The original, and still the best.

Growing up, our house was filled with nothing but classical music and the occasional blast of blues or jazz.  Commercial radio and pop music were not things I discovered until I was about ten years old, and yet for some reason, David Bowie’s music is familiar to me as…as childhood itself.  And this morning, it really did the trick.  For all of us.  By the time the tea was brewing the girls had abandoned their space Lego and were romping and rollicking to “The Jean Genie” (while I thanked every deity I could think of that Miss Malaprop doesn’t yet know the real words to that one), and I was fixing them porridge for breakfast, complete with a lightning bolt of cinnamon sugar across the top à la Aladdin Sane.

Bowie is rock’s original chameleon, a man out of time.  To someone who grew up on a steady diet of Bach, Mozart, Mendelssohn, Chopin, Rachmaninoff and Liszt, his compositions are awe-inspiring: I would love — really love — to learn the piano part to “Life on Mars” one day, and play it on a concert grand.  A Steinway, preferably, like the one my first piano teacher owned.  With as much drama and rubato as I dare.

Shut your mouth, Inner Critic: I wish I new who to credit for this artwork, but I believe the original photograph was taken by Gavin Evans.

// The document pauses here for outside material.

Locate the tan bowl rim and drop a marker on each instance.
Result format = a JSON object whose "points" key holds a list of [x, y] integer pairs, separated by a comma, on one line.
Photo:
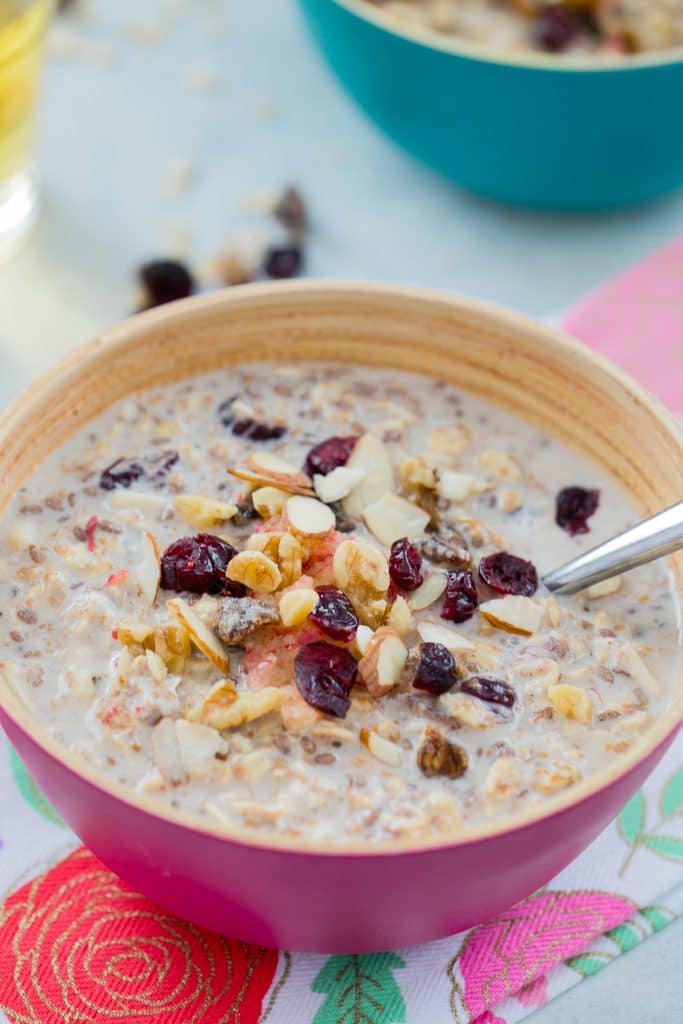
{"points": [[663, 730], [486, 54]]}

Shut your mouth, Inner Critic: I wish I knew who to credit for this artwork, but I believe the original photograph was taken by Gavin Evans.

And then there are the lyrics: layered with meaning and richly imaginative, deftly evocative of specific times and places, and yet as relevant today as they were the day they were written.  This morning, packing Miss Marvel’s lunchbox for school, the words that struck me most came from the closing bars of Bowie’s duet with Queen, “Under Pressure”, the part where he’s singing beneath Freddie Mercury’s soaring “Why can’t we give ourselves one more chance? / Why can’t we give love?” vocal line:

‘Cause love’s such an old-fashioned word
And love dares you to care for
The people on the edge of the night
And love dares you to change our way of
Caring about ourselves
This is our last dance
This is our last dance
This is ourselves…

“Last dance,” I told the Inner Critic, daring it to leave.  “Go on, put on your red shoes and dance the blues.”  Daring myself to change my way of caring about myself, to be a hero — just for one day.  And with that, the voice was successfully banished.

I know it will return, no doubt unbidden and relentless as ever, but for now it is gone.

And in the space that remains — all that glorious space that opens up when the Inner Critic has been silenced —  there is room to think, to dream, to forgive myself for the occasional social blunder, and even to wonder: are Marvel Girl and Miss Malaprop old enough to watch Labyrinth yet?